Au-delà  de  l’enseignement  et d’une  vie  artistique bien  remplie, tu restes aussi très actif dans l’associatif…

Oui,  cela   fait un  peu  partie  de  cette  "école" des années 70.  Je crois en la collectivité. J’aime  bien que les gens se réunissent autour d’un projet. J’aime l’associatif  et les collaborations de longue durée. Je  ne me vois pas faire  mon  petit combat tout seul dans mon coin en essayant de m’en sortir moi-même et en me foutant du reste. J’aime bien qu’il y ait une dimension sociale dans ce que je fais.

Ce qui est dans la logique du jazz qui est une musique d’échanges.

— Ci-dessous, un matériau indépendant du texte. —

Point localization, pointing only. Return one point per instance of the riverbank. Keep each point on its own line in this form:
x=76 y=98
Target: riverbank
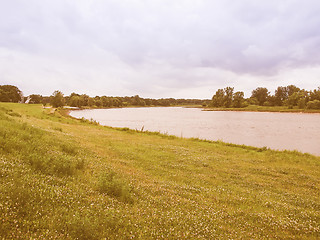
x=77 y=179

Tout à fait, le jazz est une musique collective dans laquelle chacun a voix au  chapitre. Dans le jazz,  la somme des composants dépasse le simple résultat d’une  addition mathématique.  Cinq  musiciens ensemble cela  donne quelque chose de plus solide. C’est aussi ce qui m’intéresse dans la collectivité. Je pense aussi que le rôle de l’artiste dans la société est une chose sur laquelle on doit réfléchir toute sa vie. Quand on  est jeune musicien, on  essaie avant tout de s’en sortir, de prouver des choses, de trouver sa place et de la préserver. Mais il est aussi nécessaire de réfléchir à sa fonction d’artiste dans la société et de trouver au sein de sa propre personnalité un équilibre entre l’obéissance et la rébellion.

Et c’est un équilibre qui change au fil des années ?

Oui,  certains sont toujours rebelles à travers  tout. Ils veulent seulement  se consacrer  à leur  art sans faire aucun compromis. Mais on peut être aussi dans l’acceptation des choses auxquelles on ne peut rien changer. Par  exemple, il est inutile de  se rebeller contre la suite des harmoniques. C’est  une  réalité physique de la nature, une juxtaposition de certains sons qui ont un certain équilibre ou déséquilibre. On peut par contre se rebeller contre les choses sur lesquelles on peut influer, comme l’obligation de suivre certaines lois ou le fait de ne pas prendre de risques. La créativité permet pas mal de rébellion tout en
étant quelque part obéissant.

C’est une façon positive de vivre cette dualité…

Oui, et je pense que  l’on arrive  plus loin en  n’étant pas complètement rebelle. C’est la différence entre la rébellion et l’anarchie. Chacun doit à son niveau trouver son rôle politique et s’insérer  dans cette société,  qui  est tout de même assez particulière pour l’instant quand on  voit la montée de l’égoïsme et de la désolidarisation. L’individu est devenu le centre de  tout et il est difficile  de  trouver sa place dans ce schéma sans en être complice. Parfois, il y a des choses que l’on doit subir. Les subir, c’est déjà pas mal. Ce qu’il ne faut pas faire, c’est les amplifier. Je n’ai pas envie d’accentuer les déséquilibres de  la société autour de  moi. Je  n’aimerais pas être banquier maintenant. Je trouve que mon métier de musicien me convient mieux que celui de trader. Je n’ai pas envie de mener le monde à sa perte. J’ai plutôt envie  de  l’emmener vers quelque chose de  plus serein  et la musique est un  moyen que j’ai  trouvé pour inscrire ma vie dans l’univers.